Throughout the chapter, the author does a good job of highlighting the dangers associated with data for AI. She provides real-world examples of how the extraction, abstraction and use of data could harm people and communities, leading me to remember the phrase, “Just because you can, doesn’t mean you should”. I remembered this especially when Crawford explained the gang-crime prediction project – a project to classify crimes, particularly if a crime is a gang-related crime. The data used in this project was based on the crime dataset from the Los Angeles Police Department which included a disproportionate amount of Black and Latinx people. Based on this biased dataset, one could imagine that a system built on it would also be biased. When asked about this potential for bias, Hau Chan, a computer scientist at Harvard University and the presenter of the work, simply replied that he is just a researcher, implying that he has no hand or idea in how these systems are used. For me, this lack of ethical considerations by some researchers is what stood out to me. I found it alarming that scientists could dissociate and distance themselves from the impact their work could have on real people. It made me wonder why they were creating these systems in the first place. Crawford expands on my concern by quoting Joseph Weizenbaum, an AI scientist back in 1976, who said, “… scientist and technologist must… counter the forces that tend to remove him from the consequences of his actions.
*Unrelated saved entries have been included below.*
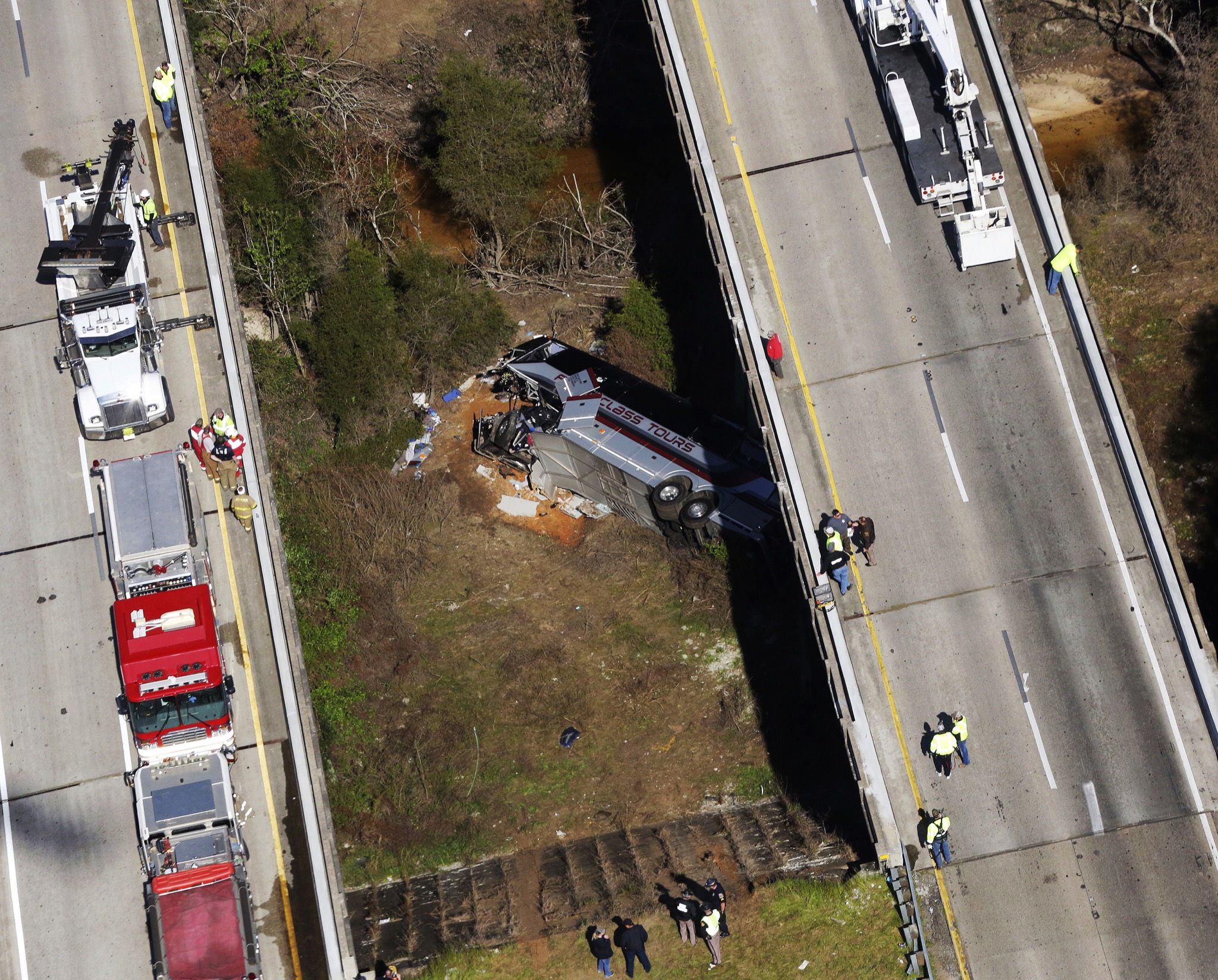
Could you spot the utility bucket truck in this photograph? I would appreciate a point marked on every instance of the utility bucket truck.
(109, 341)
(155, 533)
(196, 895)
(595, 430)
(175, 687)
(938, 125)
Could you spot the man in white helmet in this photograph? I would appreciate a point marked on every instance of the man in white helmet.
(147, 217)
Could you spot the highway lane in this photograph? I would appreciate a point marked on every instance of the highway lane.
(1029, 553)
(73, 834)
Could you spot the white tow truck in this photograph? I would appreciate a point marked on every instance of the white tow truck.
(109, 340)
(196, 893)
(915, 52)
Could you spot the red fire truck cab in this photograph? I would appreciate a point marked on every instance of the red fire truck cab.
(175, 689)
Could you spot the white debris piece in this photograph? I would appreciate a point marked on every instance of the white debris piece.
(518, 507)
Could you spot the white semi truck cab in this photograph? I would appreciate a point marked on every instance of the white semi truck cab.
(109, 341)
(155, 533)
(196, 893)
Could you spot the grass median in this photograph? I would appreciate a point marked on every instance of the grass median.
(840, 931)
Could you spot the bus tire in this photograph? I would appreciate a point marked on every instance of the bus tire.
(669, 495)
(697, 509)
He must—it is as simple as this—think of what he is actually doing” With this, I ponder whether AI scientists and technologists, if they were to more deeply consider the consequences and implications that their research and creations could have on people and societies, could this make the technology less harmful. So, my question to Crawford would be: are AI systems the problem? Or is it in fact the people who build them?
In the chapter, Crawford highlights the invasive and unconsented methods of data extraction. However, while reading I couldn’t help but wonder if these methods are to be categorized the same. For example, we use datasets that use ordinary people’s images from the internet and then we have unconsented recordings of people in places. To me the latter is obviously a violation of a person’s right to privacy and AI systems imploring such methods should be held accountable. However, in the former, one could argue that people put these data there deliberately on the internet. Before using most technology, especially social media applications, people even sign and agree to the “terms and conditions” of these apps and then post their data publicly. As such, considering the datasets that use these images that are seemingly marked as free to use, is this case also a violation of people’s privacy when they themselves made the data publicly available?
In conclusion, throughout the chapter we get into the concept which says, “data is the new oil”. This concept is explored as a metaphor that portrays data as a resource to be consumed or an investment to be harnessed. It emphasizes the shift of data from something personal and intimate to a more inert and nonhuman entity, highlighting the transformation of personal data into infrastructure and the utilization of various types of data to enhance AI algorithms. So, despite the risks and potential harms, the collection of such data continues due to the reliance of machine learning on large datasets and the normalization of mass data extraction.